Severity configuration value | Build-time behavior |
---|---|
error |
Violations appear as build errors and cause builds to fail. |
warning |
Violations appear as build warnings but do not cause builds to fail (unless you have an option set to treat warnings as errors). |
suggestion |
Violations appear as build messages and as suggestions in the Visual Studio IDE. (In Visual Studio, suggestions appear as three gray dots under the first two characters.) |
silent |
Violations aren't visible to the user. However, for code-style rules, Visual Studio code-generation features still generate code in this style. These rules also participate in cleanup and appear in the Quick Actions and Refactorings menu in Visual Studio. |
none |
Rule is suppressed completely. However, for code-style rules, Visual Studio code-generation features still generate code in this style. |
default |
The default severity of the rule is used. The default severities for each .NET release are listed in the roslyn-analyzers repo. In that table, "Disabled" corresponds to none , "Hidden" corresponds to silent , and "Info" corresponds to suggestion . |
Scope
Single rule
To set the rule severity for a single rule, use the following syntax.

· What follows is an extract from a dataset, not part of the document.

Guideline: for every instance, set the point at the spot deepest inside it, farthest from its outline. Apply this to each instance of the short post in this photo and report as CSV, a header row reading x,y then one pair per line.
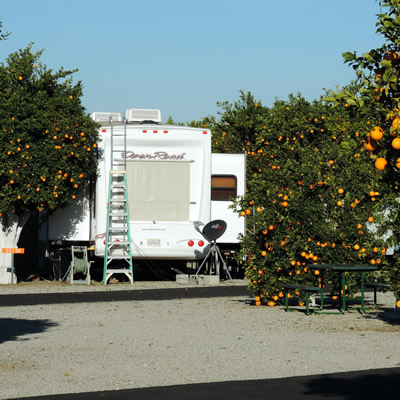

dotnet_diagnostic.<rule ID>.severity = <severity value>
Category of rules
To set the default rule severity for a category of rules, use the following syntax. However, this severity setting only affects rules in that category that are enabled by default.
dotnet_analyzer_diagnostic.category-<rule category>.severity = <severity value>
The different categories are listed and described at Rule categories. In addition, you can find the category for a specific rule on its reference page, for example, CA1000.
All rules
To set the default rule severity for all analyzer rules, use the following syntax. However, this severity setting only affects rules that are enabled by default.
dotnet_analyzer_diagnostic.severity = <severity value>
Important
When you configure the severity level for multiple rules with a single entry, either for a category of rules or for all rules, the severity only applies to rules that are enabled by default. And if you enable all rules by using the MSBuild properties <AnalysisMode> or <AnalysisLevel>, any bulk dotnet_analyzer_diagnostic
options are ignored. For this reason, it's better to enable a category of rules by setting <AnalysisMode<Category>> to All
.
Note
The prefix for setting severity for a single rule, dotnet_diagnostic
, is slightly different than the prefix for configuring severity via category or for all rules, dotnet_analyzer_diagnostic
.
Precedence
If you have multiple severity configuration entries that can be applied to the same rule ID, precedence is chosen in the following order:
- An entry for a category takes precedence over an entry for all analyzer rules.
- An entry for an individual rule by ID takes precedence over an entry for a category.
Consider the following example, where CA1822 has the category "Performance":
[*.cs]
dotnet_diagnostic.CA1822.severity = error
dotnet_analyzer_diagnostic.category-performance.severity = warning
dotnet_analyzer_diagnostic.severity = suggestion
In the preceding example, all three severity entries are applicable to CA1822. However, using the specified precedence rules, the first rule ID-based entry wins over the next entries. In this example, CA1822 will have an effective severity of error
. All other rules within the "Performance" category will have a severity of warning
.
For information about how inter-file precedence is decided, see the Precedence section of the Configuration files article.